A CT Angiogram, alas, showed a significant build-up of plaque in one artery.
Soon the chest pain started. Whether it originated in my heart or in my psyche, I'll never know. But I can report that being forced to take a cab for a four-block trip had a brutal effect on the self-image of a man who, a few weeks earlier, had boasted of running eight-minute miles.
I was certainly the slimmest fellow waiting to get a coronary stent at 8AM at the Columbia Presbyterian cardiac catheterization lab. Still, if I had to be in a hospital, I was glad this was the one. Columbia Presbyterian, after all, is where Clinton and Letterman had their by-pass surgeries. It's sad but true, for a talk show producer like me, the A-list bookings provided a measure of comfort. At least I was at the table with the big boys --Bill and Dave-- even if it was at the sort of party I never wished to attend. I thought of a Hollywood friend who once boasted of being examined by Cher's gynecologist. Only the best! Name-dropping, I suppose, knows no boundaries.
I was awake throughout the procedure, though fairly stoned thanks to a potent intravenous drip. I knew that delicate medical instruments were traveling through an artery in my groin and into my heart; that a tiny balloon was pushing the offending plaque against the arterial wall; and a mesh stent was being inserted to hold the plaque at bay. But it all seemed like a not particularly frightening dream.

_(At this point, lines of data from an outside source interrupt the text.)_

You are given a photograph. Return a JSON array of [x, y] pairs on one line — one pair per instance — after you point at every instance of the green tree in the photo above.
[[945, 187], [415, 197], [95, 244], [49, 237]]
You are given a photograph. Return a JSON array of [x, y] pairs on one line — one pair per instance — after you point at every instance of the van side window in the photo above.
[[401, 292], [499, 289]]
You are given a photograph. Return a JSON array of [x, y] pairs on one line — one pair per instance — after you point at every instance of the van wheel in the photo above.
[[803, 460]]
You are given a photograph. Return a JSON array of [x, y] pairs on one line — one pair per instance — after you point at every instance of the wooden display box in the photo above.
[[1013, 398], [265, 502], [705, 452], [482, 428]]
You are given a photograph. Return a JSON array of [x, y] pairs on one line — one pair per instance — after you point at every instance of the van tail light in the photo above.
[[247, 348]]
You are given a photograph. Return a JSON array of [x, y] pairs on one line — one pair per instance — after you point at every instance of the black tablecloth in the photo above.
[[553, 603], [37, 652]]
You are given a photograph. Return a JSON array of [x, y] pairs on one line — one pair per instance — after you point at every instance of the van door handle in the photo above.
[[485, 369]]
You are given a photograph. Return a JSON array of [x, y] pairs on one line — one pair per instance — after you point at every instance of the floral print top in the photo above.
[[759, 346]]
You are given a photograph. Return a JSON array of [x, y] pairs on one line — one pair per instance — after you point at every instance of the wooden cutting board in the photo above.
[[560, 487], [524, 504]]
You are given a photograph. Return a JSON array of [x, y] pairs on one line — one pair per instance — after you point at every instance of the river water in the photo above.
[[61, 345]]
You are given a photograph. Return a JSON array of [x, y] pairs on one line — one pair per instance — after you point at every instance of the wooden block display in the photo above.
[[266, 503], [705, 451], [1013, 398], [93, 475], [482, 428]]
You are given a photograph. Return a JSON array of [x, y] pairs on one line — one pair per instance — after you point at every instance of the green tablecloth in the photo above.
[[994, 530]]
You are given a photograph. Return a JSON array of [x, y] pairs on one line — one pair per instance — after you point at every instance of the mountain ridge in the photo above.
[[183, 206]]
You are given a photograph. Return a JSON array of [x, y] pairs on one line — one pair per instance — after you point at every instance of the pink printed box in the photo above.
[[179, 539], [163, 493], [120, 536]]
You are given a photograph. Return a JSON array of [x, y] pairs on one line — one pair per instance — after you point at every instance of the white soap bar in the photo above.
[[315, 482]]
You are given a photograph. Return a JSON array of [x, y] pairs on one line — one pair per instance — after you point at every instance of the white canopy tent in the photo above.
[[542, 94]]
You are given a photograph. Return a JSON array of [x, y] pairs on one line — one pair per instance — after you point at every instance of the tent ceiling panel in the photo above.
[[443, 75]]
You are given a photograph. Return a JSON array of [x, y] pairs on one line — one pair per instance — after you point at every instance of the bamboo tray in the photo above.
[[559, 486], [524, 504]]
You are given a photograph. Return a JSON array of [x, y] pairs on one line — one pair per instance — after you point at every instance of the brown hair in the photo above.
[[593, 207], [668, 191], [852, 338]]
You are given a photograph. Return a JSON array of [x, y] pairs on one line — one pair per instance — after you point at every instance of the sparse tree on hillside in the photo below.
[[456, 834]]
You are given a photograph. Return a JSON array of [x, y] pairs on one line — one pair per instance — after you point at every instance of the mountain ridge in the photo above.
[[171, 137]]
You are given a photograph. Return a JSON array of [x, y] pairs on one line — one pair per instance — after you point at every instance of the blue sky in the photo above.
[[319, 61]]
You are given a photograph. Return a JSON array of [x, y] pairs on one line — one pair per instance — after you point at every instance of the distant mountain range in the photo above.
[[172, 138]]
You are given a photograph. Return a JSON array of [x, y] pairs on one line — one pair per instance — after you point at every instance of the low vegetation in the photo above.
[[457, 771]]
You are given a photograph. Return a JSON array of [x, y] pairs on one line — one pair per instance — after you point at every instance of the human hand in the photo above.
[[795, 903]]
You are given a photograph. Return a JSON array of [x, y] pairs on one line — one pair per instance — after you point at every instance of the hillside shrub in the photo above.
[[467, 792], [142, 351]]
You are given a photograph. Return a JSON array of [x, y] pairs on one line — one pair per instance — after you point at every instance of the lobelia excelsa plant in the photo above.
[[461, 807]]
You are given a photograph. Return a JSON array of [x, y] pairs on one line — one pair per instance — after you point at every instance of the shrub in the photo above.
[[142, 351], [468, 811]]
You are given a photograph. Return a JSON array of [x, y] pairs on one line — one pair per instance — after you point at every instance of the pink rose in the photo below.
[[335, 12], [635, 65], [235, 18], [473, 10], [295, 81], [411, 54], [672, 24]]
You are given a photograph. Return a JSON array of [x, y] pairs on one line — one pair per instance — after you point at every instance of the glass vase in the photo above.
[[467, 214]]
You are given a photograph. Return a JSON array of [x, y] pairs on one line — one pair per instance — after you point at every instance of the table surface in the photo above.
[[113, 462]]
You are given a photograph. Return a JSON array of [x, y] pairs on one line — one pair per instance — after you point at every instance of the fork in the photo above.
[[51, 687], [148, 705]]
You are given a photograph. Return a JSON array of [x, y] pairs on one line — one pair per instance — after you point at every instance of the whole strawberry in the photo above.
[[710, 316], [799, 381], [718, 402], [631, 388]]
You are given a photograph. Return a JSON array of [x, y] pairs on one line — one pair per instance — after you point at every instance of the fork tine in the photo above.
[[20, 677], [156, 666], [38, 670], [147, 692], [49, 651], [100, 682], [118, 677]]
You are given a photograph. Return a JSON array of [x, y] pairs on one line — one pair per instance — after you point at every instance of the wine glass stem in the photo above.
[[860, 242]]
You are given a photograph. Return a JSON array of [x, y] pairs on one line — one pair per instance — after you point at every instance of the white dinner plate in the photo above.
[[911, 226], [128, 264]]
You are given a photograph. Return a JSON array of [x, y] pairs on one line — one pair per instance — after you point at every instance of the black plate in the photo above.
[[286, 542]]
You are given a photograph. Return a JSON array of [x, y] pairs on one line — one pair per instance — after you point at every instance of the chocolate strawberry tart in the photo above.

My doctor later reported that the artery had been 80% closed. Did he think the problem was the butter or my genes? Most likely genetic, he said.
Still, as I looked around the cardiac wing of the hospital, part of me thought: What am I doing here with all these fat guys?
Rich people tend to be slimmer and fitter than poor people, after all. And while I am by no means rich, I write novels and produce TV shows, so I sometimes feel rich if only because I dwell in the suburbs of two glamorous industries. Being slim and in good shape added to the delusion that I was somehow protected. As long as I could wiggle into the latest styles at Barneys, I thought, nothing could be seriously wrong with my health.
Now, as my ego and my heart recover, I like to think I've been wised up.
Ron Fried, co-executive producer of Life (Part 2), is the author of one book of nonfiction and two novels. His work as television producer has earned five New York Emmy Awards.